The ambiguity that we find in Milagros’ class status is echoed in her native-American love interest. Of Spanish and Indian background, Catriel also betrays his fine pedigree. Both noble savage and urban intellectual, he writes popular novels under a pseudonym but is disqualified from enjoying the privileges of class and wealth by his racial background. While his marginal status excludes him from the world of comfort and power, it also frees him from the racist confines of the white man’s world. Like Milagros, Catriel seeks the higher goals of truth and justice.

This theme of dual identity is crucial to the telenovela. The protagonist is not really a downtrodden peasant girl but a member of the upper echelons of society; her boyfriend is not the savage society believes him to be, but the child of a misbegotten love affair between a wealthy white man and a common Indian woman. Milagros and Catriel have a hidden virtue which their assigned roles obscure and are larger and more complex than the labels that society has placed upon them. Their commitment to honor and justice is the outward sign of the nobility they hold within.

What is it about Milagros that resonated so deeply with my informants? Employing powerful imagery from the Catholic tradition, the Milagros telenovela allows Sassani women to make sense of the difficulties in their lives. They identified with Milagros’ experiences of gender, and class-based oppression and her ultimate triumph gives them hope. The protagonist is a genteel aristocrat who appears to be a peasant; identifying with Milagros, the women ultimately transform their female and working class status from a marker of social disadvantage into an almost mystical sign of inner nobility. Even the smallest indignity of everyday life becomes a reminder of hidden grace and a promise of eventual redemption.

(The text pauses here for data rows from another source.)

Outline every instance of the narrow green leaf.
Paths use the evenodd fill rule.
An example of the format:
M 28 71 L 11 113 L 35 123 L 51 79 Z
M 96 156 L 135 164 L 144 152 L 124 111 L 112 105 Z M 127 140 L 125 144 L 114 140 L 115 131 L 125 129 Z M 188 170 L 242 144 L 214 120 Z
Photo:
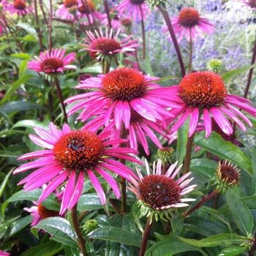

It is not surprising, then, that these older Sassani women preferred the Latin based telenovelas to the America style soap operas such as The Bold and the Beautiful (broadcast in Italy under the English title Beautiful). The viewers of Milagros found little solace in the machinations of rich people who work in lavish corporate offices and commit adultery. The travails of a humble peasant girl vividly speak to these women's memories of the devastating effects of World War II and the oppressive class barriers of their youth. Identifying with Milagros, the women see her story as a confirmation of the values of nurturance, sexual chastity and self-sacrifice--values whose transgression is the main theme of America’s soap operas.

In sum, the soaps from the New World celebrate a decadent American modernity, while Milagros valorizes the tenets of traditional Catholic culture. If Sasso’s older women do indeed look out at today’s society and see images of gender and class progress that they know they will never enjoy, they also see pitfalls which they are glad they will never have to face. While they may envy the opportunities that young women have and the wealth of Italy’s postwar middle class, they also see consumerism as shallow and the search for individual fulfillment as self-centered. Alienated from the benefits of modernity, they are both attracted to and repelled from this modern world that they constantly see but cannot possess. Ironically, it is Milagros--a product of the transnational, pan-Catholic media culture--that offers an alternative. Milagros celebrates a traditional Catholic ideology and provides a critique of modern society that both validates the women’s experiences and gives meaning to their suffering.


[i]Because of the political nature of related research, the name of the town has been obscured.

[ii]For a more recent look at gender, public display and reflexivity in performance see Del Negro & Berger, 2001 and Berger & Del Negro, 2002.